Ed Park's Personal Days: Stifled Lives at the Office

By Josh Kamensky

Published on August 26, 2008 at 5:51pm

“WHERE DOES THE TIME GO?” wonders one of the white-collar serfs who populate Believer editor Ed Park’s debut novel, Personal Days. “Where does the life go?” In melancholy deadpan, Park narrates the days when “every straw is the last straw” in a company whose boom years are behind it.

The book’s first third unfolds in first-person plural: Park’s “we” comprises a shrinking number of bright young things who have begun to dim, day-jobbers who are no longer sure what dreams their jobs feed. This device (varied slightly in the book’s middle) blurs the characters in the same haze of shame and depression through which they see one another. It’s a dangerous stylistic tack, but Park pulls it off with sharp wordplay and a mind for the absurd. By keeping intimacy at bay early on, he also heightens the pathos of the book’s final third, where — in a leaping epistolary confession, written on a “craptop” without a period key — a single character tells his own story and dignifies the stifled lives of his axed colleagues.

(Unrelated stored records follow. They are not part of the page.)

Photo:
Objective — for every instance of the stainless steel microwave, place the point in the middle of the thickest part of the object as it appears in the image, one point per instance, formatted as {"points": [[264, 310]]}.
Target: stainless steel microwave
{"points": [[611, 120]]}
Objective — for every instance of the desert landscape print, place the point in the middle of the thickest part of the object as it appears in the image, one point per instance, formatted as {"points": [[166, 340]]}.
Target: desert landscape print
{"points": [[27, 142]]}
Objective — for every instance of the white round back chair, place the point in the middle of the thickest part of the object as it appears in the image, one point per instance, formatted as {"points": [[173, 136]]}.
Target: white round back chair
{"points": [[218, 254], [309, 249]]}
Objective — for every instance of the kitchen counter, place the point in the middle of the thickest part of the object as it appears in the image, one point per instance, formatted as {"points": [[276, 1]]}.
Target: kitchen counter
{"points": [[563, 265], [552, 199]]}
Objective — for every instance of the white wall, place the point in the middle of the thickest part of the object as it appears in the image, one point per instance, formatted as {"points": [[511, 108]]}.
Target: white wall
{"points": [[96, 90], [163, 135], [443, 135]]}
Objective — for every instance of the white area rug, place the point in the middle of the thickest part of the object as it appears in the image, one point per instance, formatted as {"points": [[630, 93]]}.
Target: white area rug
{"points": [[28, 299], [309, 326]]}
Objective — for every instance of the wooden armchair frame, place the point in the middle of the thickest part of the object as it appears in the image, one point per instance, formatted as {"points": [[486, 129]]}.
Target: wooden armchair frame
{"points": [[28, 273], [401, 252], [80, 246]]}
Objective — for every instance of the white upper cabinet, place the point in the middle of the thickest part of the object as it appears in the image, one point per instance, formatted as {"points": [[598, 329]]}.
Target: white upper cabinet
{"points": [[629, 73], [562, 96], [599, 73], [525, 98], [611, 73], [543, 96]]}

Rebellion in this office goes little further than FedEx-ing office supplies to your home, but a battle cry rings between the lines of Personal Days: an angry defense of language against its murder at corporate hands. Park performs riotous burlesques with e-mail misspellings and corporate clichés; his characters hear double-entendres in computer error messages (“You are almost out of memory”) and invent new words like “deprotion,” for “a promotion that shares most of the hallmarks of a demotion.” The novel may even remind you of Orwell’s Politics and the English Language.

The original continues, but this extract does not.